Have you ever heard of Longwood University?
Indiana Gov. Mike Pence and Virginia Sen. Tim Kaine will square off Tuesday night in the first – and only – vice presidential debate, at Longwood University in Farmville, Virginia.
Never heard of Longwood? That’s a big reason the small, public university is hosting this debate.
Longwood will spend about $5.5 million on the debate and related events, said the university’s chief of staff, Justin Pope.
That includes almost $2 million paid to the Commission on Presidential Debates for production costs, plus catering, security, special academic programming and all those Longwood signs you’ll see in background shots.
“In terms of name recognition, it’s just about unmatchable,” Pope said. “The viewership of the last vice presidential debate was more than 50 million. The one before that was about 70 million. Those are Super Bowl, stratospheric-type numbers.”

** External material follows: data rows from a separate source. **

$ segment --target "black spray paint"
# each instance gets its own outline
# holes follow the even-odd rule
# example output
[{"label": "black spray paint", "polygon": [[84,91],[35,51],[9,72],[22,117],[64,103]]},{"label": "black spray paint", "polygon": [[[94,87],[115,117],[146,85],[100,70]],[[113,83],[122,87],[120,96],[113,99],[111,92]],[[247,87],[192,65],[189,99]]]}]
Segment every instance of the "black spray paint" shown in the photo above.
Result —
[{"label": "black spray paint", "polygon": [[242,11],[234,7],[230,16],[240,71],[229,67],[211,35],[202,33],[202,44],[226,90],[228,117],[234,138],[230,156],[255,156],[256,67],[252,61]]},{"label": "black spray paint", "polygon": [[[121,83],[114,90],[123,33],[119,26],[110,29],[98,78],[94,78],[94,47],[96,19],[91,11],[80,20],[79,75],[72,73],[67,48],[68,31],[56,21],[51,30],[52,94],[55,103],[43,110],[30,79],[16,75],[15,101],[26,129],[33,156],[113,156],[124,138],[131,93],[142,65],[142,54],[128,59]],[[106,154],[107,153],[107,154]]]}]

For advice, the university brought in communications director Michael Strysick of Centre College. That small, private school in Danville, Ky. hosted the 2000 and 2012 vice presidential debates.
The exposure keeps paying off, in donations to the college and rising applications, Strysick said. “This last year we saw our largest incoming class, the academic profile of incoming students has increased, diversity has increased,” he said.
Oh, and there’s the academic value for students, he said, of “a front-row seat to the American political process in action.”